A Furniture Brands official said last week that the company is appealing the decision in the U.S. Court of Appeals here.
The U.S. government distributes the funds under the Continued Dumping and Subsidy Offset Act. Otherwise known as the Byrd Amendment, this allowed supporters of antidumping petitions to collect duties assigned to foreign producers and paid by importers of record of products including Chinese bedroom furniture.
The Byrd Amendment has been repealed by Congress, but duties on imports made before October 2007 can still be distributed to petitioners. The petitioners typically are U.S. manufacturers that have been injured by unfairly priced imports.
In the wood bedroom case, some U.S. manufacturers that did not support the bedroom furniture petition - including Furniture Brands, Ashley, Ethan Allen, Standard and Kimball - also are seeking a share of the duties. The Furniture Brands case is the first one the Court of International Trade has ruled on.
U.S. Customs and Border Protection, which distributes the CDSOA funds each year, is holding back more than $150 million in duties until the litigation is resolved, according to distribution reports.

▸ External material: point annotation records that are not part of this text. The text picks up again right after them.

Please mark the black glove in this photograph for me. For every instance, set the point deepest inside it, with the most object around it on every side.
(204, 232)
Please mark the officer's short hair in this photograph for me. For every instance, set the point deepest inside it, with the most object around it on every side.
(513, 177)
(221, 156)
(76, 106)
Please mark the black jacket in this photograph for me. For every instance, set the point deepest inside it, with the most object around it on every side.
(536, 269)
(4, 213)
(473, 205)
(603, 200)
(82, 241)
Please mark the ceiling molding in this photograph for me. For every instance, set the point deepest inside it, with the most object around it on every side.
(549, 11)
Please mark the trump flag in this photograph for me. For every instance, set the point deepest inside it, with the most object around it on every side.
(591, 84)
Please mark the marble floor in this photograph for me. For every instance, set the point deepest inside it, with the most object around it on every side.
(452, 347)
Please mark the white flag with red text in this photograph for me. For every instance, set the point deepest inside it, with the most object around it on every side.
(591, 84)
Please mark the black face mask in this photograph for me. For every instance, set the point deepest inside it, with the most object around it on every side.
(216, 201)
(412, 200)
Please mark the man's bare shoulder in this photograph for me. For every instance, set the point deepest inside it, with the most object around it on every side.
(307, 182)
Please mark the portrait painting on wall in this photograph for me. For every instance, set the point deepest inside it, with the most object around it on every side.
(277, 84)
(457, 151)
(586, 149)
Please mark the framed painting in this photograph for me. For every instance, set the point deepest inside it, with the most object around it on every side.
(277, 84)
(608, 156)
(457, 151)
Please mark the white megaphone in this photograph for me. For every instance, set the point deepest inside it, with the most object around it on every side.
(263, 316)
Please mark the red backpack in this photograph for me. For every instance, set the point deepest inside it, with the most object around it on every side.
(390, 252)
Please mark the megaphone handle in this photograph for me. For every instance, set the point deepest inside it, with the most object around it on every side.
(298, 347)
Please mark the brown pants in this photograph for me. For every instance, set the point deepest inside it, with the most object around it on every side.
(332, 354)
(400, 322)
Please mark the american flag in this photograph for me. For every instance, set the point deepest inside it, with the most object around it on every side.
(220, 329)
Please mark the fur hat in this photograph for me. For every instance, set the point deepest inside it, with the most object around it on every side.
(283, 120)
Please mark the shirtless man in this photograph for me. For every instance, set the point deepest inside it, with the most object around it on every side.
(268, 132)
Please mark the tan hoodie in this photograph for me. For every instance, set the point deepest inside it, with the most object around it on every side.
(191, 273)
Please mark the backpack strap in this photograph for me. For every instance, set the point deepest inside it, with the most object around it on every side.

In previous court filings, Furniture Brands has said it is owed about $25 million of this amount. It argued that it should receive these funds because like the petitioners, it too had lost sales to low-cost imports.
FBI also claimed that the law saying that only petitioners that supported the antidumping initiative could collect CDSOA monies is a constitutional violation of its right to free speech. That also is one of the bases of its appeal, which was filed Nov. 4.
"Under the Byrd Amendment the government is rewarding certain companies in our industry who agreed with the government's proposed policy and punishing others for expressing a different opinion," said Jon Botsford, senior vice president and general counsel of Furniture Brands. "The ‘supporting' companies have already received rewards in excess of $125 million from the government for qualifying investments made in their U.S. manufacturing operations, despite the fact that most of them also import products from Asia."
He said of the government's policy, "Not only is it unconstitutional, but it is also unfair and kills U.S. manufacturing jobs."
Joe Dorn, an attorney representing the U.S. petitioners in the wood bedroom case, was not available for immediate comment.
FBI had vocally opposed the antidumping petition during a 2004 hearing before the U.S. International Trade Commission.
The Court of International Trade's Oct. 20 decision upheld a February 2009 decision made by the U.S. Court of Appeals in Washington that the CDSOA was constitutional.
The court also denied new claims by Furniture Brands, including one that sought to have the company considered to be in support of the petition because it provided information to the ITC during the 2004 investigation.